На другой половине сада носилась возбужденная жена Стефана Мария.
Прикладывая руку к глазам, она что-то высматривала внизу, там, где начинались городские улицы.
Я пришел домой, сел и занялся старыми книгами, которых здесь у отца было много. Особенно красивая книга называлась «Золотой век». В ней были иллюстрации, где щеголеватые дворяне с лентами и орденами на мундирах преклоняли колени пред толстой, осанистой женщиной в платье до самой земли, с короной в волосах.
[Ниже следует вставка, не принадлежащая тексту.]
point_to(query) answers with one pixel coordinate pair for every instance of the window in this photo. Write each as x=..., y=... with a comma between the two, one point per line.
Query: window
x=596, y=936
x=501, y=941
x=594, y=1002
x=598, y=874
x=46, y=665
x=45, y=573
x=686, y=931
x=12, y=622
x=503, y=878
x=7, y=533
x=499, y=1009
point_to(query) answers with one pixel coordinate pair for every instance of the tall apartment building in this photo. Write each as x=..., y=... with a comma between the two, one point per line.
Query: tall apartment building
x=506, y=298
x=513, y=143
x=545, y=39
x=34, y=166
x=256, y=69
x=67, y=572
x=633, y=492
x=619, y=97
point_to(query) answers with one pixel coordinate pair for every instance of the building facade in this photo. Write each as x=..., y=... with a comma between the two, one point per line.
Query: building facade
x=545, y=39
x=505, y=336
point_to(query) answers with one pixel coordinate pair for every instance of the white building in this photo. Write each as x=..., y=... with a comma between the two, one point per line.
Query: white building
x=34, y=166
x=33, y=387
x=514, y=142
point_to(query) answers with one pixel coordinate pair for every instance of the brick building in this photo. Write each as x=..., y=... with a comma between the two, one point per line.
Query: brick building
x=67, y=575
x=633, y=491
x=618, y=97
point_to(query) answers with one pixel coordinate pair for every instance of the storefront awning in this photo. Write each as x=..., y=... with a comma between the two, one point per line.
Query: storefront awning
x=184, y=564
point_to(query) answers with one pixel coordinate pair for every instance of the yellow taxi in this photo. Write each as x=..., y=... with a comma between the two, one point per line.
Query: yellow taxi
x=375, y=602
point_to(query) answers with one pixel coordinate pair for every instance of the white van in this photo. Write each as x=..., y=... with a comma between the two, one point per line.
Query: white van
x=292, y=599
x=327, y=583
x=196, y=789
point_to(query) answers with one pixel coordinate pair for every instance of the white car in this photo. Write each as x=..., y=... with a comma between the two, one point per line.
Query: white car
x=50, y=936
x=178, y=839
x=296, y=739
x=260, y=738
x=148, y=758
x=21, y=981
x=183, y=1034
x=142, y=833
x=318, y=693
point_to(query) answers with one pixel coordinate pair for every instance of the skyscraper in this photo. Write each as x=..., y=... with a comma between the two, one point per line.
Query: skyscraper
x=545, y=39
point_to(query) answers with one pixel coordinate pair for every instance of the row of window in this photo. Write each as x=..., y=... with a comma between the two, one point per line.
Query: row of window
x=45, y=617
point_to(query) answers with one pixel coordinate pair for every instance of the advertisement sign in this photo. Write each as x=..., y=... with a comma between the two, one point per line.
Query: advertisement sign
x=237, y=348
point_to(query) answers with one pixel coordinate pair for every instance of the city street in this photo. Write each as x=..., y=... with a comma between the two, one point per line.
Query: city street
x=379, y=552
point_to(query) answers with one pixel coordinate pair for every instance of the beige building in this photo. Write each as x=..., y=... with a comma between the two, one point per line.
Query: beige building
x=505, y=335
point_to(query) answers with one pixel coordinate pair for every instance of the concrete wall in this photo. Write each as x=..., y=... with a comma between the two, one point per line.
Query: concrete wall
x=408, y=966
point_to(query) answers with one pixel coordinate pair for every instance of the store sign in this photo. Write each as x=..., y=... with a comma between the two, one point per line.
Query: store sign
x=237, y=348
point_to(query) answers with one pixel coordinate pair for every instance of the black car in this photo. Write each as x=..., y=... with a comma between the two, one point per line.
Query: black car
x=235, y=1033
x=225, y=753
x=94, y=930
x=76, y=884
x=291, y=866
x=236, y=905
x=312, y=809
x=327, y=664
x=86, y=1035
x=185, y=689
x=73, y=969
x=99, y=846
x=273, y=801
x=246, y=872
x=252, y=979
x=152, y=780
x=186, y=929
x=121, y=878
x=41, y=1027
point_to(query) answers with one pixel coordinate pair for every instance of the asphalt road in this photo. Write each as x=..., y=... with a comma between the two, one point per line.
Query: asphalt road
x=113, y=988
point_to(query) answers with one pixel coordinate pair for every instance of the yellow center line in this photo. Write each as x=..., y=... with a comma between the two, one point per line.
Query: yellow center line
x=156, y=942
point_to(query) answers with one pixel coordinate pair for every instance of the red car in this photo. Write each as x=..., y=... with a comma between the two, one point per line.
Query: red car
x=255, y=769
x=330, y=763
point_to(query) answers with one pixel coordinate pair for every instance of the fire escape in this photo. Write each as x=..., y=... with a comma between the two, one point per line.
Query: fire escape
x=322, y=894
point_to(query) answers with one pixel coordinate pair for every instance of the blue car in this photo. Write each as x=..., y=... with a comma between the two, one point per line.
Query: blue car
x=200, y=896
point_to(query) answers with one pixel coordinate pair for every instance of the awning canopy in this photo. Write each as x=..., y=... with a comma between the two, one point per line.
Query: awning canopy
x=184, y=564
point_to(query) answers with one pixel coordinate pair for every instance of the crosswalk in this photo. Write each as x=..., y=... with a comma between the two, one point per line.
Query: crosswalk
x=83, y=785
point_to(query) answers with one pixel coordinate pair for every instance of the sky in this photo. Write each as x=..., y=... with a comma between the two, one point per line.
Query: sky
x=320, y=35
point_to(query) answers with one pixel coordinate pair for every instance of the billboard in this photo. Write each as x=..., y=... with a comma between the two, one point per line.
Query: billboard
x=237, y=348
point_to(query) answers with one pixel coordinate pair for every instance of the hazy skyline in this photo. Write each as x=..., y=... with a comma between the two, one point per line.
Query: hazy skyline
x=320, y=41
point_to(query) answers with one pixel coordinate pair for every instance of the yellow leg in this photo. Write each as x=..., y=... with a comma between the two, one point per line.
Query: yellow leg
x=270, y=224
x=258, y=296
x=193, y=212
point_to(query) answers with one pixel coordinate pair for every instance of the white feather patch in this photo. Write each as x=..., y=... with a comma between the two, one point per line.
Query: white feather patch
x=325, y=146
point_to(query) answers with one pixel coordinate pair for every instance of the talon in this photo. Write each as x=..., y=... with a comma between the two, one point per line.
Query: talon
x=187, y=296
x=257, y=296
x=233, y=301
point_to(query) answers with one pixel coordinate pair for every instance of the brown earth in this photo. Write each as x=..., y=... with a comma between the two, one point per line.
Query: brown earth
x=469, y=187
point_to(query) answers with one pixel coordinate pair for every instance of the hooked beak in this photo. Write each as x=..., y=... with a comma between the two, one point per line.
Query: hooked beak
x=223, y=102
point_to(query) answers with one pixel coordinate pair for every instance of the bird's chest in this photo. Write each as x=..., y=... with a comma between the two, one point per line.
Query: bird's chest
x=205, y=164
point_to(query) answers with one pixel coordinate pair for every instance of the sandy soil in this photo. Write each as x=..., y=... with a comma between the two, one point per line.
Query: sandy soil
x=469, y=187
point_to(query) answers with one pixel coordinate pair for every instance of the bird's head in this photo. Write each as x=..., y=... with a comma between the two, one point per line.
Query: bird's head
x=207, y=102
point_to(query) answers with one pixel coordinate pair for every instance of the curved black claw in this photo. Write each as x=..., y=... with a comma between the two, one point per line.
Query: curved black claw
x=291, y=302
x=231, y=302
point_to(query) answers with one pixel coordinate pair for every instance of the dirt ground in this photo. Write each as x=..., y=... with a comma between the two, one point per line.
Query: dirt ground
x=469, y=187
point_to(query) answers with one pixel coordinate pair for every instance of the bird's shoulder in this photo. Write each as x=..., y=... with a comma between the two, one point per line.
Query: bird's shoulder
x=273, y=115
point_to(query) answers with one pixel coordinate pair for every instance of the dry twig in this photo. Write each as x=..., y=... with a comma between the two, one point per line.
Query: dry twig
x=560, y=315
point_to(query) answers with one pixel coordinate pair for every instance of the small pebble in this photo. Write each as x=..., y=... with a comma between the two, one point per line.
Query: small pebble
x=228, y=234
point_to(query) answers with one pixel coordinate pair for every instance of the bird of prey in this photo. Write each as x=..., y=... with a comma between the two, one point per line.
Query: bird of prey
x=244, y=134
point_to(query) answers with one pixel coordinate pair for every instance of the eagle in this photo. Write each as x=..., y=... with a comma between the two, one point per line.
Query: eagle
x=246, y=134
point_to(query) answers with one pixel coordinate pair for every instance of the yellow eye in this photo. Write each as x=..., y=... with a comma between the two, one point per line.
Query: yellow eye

Это была Екатерина. Я стал читать. Роман был из времен Пугачева. Читалось легко. Пришла мама, стала о чем-то спрашивать, но я дошел до поединка, на котором предательски был убит молодой Голицын, и оторваться не мог, потому что вокруг сплошь отблескивали шпаги, слышался их звон, и молодой князь уже падал, пытаясь вырвать завязшую в груди сталь клинка.
Пришел отец. Я продолжал читать, но хоть одним ухом старался слушать, потому что отец всегда рассказывал о чем-нибудь интересном.
— Там во дворе, — отфыркиваясь и посмеиваясь, говорил он, моясь под умывальником, — эти «щирые» гуляют, а в саду идет скандал. Пришел Стефан под хмельком и пытается оправдаться перед Марией, а той Кшиська рассказала, что выследила Стефана с какой-то женщиной. Ну и девчонка! Маленький демон. Наш Толька, кажется, с ней подружился. По-моему, напрасно. Уж очень она мудра. Не по возрасту.
— Дитя войны, — сказала мать, вздохнув. — Сирота. Как ей быть другой?
— Все это верно, — сказал отец. — Только от нее лучше быть подальше.
— Ничего, — сказала мама, видимо поняв, что я слышу. — Он у нас взрослый мальчик, сам разберется.
Я читал книгу и мотал все это на ус. Так, значит, Стефан не отец Кшиськи. Тогда зачем она кинулась его выслеживать? Нет, чудная она все-таки.
Отец посмотрел, что я читаю, покачал головой.
— Пора тебе взяться за книги о нашем крае, — сказал он. — Что, к примеру, ты знаешь о городе, в котором живешь?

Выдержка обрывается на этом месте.